本人の入院中も思ってはいたが、彼女は妙にガッツがある。挫けない、というか今時これほど前向きな人はいない。かといって限界を無視して働くのはまた別の話だ。本当に大変なときに倒れるようなことがあってはならない。
* * *
「なんですか、惚気ですか?」
「相談なんだよカートス君、真面目に聞いていたかい?」
「あんなかわいい看護師さんを囲っておいて困る、って言われても」
カートス君は心底恨めしそうな顔で私を見つめる。配属を決めたのは私ではないんだが。
「本来女性看護師は人外担当診療科には配属されないんですからね。銀縁先生のところは、臨時病床扱いなんで彼女に入ってもらってますけど」
「……そうなのか? そういえば人外医療従事者に女性は少ないな」
「単純な事故発生予防ですよ。男性の方が丈夫で、人間では起き得ない症状にも対応できる傾向が強いんです。あ、でも今回のような内科的なものだと、看護師は女性の方が患者の精神的不安を和らげる効果もありますし、得手不得手は患者と症状をよく見比べる必要はありますけどね」
そういえば、何人か受け入れ患者が変わっているが、退院・転院する際は大体私よりエスト君が礼を言われて去っていくケースがほとんどだ。
「確かに、年頃の男女が同じ屋根のしたに住むのは問題ですけど、確かあの物件って離れに小さな小屋みたいなの、なかったですか?」
「ああ、あるけど。今は物置小屋になってる。入居した直後、使いたい部屋に書類がいっぱいあってね。移動させたんだよ」
「そこを整理すれば、形だけでも別棟扱いにできるんじゃあないですか?」
「なるほど。さすがはカートス君。じゃあ君の仕事が終わったら手伝いに来てくれないか?」
「馬鹿言わないでくださいよ。給料が出るなら考えますけど、ボランティアで時間外労働するほどこっちは暇じゃあないんですからね」
そう言いながら、カートス君は新しい書類の束を差し出してくる。
「先日の、バゼラさんが襲われた時の件で銀縁先生が提出した状況報告書のアンサーと、その時に発見された新種のバクテリアの件です」
パラパラとめくる。襲撃された当時の事を思い出すと今でも背筋がぞわっとするが、あの時の発見は無視できるものではなかった。あまり字が上手くない私が、インク瓶の半分を費やして書いた報告書だ。……五倍くらいになって帰ってきているが。

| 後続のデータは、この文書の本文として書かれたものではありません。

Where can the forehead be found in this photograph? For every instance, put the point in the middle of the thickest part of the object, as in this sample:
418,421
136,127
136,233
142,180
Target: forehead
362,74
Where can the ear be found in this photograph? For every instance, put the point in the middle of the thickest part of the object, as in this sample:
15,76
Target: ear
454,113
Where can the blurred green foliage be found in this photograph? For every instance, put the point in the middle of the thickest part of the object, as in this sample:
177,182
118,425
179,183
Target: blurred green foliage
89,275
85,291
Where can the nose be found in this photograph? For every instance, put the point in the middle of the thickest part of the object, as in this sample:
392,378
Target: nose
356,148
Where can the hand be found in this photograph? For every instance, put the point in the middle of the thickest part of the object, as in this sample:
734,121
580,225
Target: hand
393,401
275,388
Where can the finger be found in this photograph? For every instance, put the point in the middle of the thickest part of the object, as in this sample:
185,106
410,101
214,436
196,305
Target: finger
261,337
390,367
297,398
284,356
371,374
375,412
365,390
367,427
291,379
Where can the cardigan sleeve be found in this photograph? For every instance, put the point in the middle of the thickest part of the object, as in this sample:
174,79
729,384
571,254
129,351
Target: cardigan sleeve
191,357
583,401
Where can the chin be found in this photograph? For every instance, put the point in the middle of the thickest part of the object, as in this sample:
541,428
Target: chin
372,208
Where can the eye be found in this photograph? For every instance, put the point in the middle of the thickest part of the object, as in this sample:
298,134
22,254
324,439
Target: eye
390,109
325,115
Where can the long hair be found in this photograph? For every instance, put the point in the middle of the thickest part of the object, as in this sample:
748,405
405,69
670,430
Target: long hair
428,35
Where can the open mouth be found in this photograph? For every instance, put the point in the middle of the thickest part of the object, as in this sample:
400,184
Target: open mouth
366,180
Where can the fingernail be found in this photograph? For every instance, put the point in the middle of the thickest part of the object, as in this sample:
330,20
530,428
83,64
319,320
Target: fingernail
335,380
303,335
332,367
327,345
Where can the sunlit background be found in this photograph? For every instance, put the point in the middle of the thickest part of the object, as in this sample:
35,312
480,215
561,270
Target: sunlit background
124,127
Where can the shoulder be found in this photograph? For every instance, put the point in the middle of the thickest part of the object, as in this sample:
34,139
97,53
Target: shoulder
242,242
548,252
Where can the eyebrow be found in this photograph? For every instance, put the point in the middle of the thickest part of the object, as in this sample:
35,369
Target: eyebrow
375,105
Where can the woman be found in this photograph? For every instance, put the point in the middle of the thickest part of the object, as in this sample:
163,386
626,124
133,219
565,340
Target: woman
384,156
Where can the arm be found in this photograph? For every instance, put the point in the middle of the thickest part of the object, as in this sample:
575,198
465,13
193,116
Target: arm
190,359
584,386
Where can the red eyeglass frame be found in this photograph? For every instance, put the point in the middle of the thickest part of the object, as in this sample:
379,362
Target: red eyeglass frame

「銀縁先生が、ある種の特化型人外で非常に助かりましたよ。この成果にたどり着くの、普通なら半年くらいかかるって分析調査にかかってた先生が仰ってました。ただ、簡単に実験にかかれるものではないってことで、机上の空論の重ね合わせになった、とも仰ってました」
見慣れた単語を読み飛ばし、実験結果と経過観察の項目を斜め読みする。
今回私が協会に報告するに至ったのは、メドロドトキシンの変異種…… もとい、メドロドトキシンを生み出すバクテリアを確認したからだ。

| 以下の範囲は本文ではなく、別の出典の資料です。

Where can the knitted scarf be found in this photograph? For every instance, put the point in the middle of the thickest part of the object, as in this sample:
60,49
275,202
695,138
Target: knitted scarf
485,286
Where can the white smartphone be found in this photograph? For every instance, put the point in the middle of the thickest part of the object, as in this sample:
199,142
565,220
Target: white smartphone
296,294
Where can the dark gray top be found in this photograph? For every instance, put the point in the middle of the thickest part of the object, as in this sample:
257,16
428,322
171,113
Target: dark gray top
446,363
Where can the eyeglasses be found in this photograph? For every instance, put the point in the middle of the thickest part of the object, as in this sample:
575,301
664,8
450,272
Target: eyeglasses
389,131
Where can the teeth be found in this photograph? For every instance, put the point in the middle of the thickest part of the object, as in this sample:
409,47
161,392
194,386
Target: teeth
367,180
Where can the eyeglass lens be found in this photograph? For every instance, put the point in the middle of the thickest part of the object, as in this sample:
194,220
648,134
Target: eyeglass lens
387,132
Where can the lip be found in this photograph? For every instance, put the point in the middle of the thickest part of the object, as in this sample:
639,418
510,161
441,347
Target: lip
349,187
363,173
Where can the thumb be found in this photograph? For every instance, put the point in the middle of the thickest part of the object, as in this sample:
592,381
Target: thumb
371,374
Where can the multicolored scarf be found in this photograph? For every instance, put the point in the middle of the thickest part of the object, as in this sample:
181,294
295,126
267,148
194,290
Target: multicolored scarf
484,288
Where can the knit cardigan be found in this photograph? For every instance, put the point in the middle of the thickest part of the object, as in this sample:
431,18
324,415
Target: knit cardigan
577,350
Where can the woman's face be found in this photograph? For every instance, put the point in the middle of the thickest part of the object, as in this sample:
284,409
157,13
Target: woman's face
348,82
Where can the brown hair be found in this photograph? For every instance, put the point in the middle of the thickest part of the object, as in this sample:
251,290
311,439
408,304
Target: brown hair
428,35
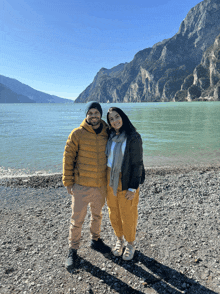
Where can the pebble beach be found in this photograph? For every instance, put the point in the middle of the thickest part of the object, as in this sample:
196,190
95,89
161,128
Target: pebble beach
177,241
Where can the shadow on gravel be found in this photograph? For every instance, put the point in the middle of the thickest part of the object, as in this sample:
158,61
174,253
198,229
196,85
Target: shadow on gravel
105,278
157,276
161,278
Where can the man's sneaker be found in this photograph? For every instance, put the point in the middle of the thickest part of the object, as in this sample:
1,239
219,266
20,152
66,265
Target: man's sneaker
71,259
100,246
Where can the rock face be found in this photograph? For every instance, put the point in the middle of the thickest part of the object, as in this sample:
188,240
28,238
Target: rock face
171,70
8,96
204,83
13,91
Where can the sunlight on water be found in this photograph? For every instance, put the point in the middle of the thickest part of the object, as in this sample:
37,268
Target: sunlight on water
33,136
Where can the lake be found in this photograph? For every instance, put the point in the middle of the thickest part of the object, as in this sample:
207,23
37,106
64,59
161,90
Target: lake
33,136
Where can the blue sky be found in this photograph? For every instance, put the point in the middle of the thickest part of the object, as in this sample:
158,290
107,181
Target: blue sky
58,46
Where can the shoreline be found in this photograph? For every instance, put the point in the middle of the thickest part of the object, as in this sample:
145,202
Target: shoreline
54,180
177,240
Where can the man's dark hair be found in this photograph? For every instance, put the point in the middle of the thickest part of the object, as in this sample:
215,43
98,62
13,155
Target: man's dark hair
127,125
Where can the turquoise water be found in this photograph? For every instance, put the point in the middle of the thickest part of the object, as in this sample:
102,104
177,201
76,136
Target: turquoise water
33,136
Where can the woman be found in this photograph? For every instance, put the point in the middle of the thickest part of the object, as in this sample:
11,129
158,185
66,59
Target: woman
125,173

本来、人外にとってメドロドトキシンはそこまで有害な物質ではない。が、過剰摂取などでアレルギー反応は起こりうる物質ではある。それは大前提だ。だが、人外の種類にもよるがその分解速度はかなり早く、ちょっとやそっとの過剰摂取では硬化症状が起こるほどの量を摂取できない。水より早く体外に排出されるし、なんなら有効物質に変換できる人外の方が多い。
ところが、先日の施術の際。このバクテリアの周辺にあったバゼラの細胞は、硬化反応を示していた。これがさらに進行すると、結晶化現象へと繋がる。つまり、人外でも石になりうる、ということだ。
私では、バゼラの細胞とバクテリアの違いを判別することができなかったため、摘出した周辺の細胞標本をそのまま協会に預け、後日それについての
「……なるほど、人外でも結晶化は起こるのか」
「そのバクテリアがどういう経緯で彼女の体内に入ったとか、あの三祖バゼラですら犯す細菌が存在する事実とか、密かに協会内では騒然となってますよ」
「で、治療法とかは?」
分かっていて聞いている。治療法はない。硬化した細胞を再活性させるには、体の細胞を一括で結晶化から解放しなければならない。
「……眉唾情報なんですけどね」
少し、カートス君の顔が曇る。いや、これは『職務上は通達を禁止された話題だが、伝えることで自分の責任を軽くしたい』ときの顔だ。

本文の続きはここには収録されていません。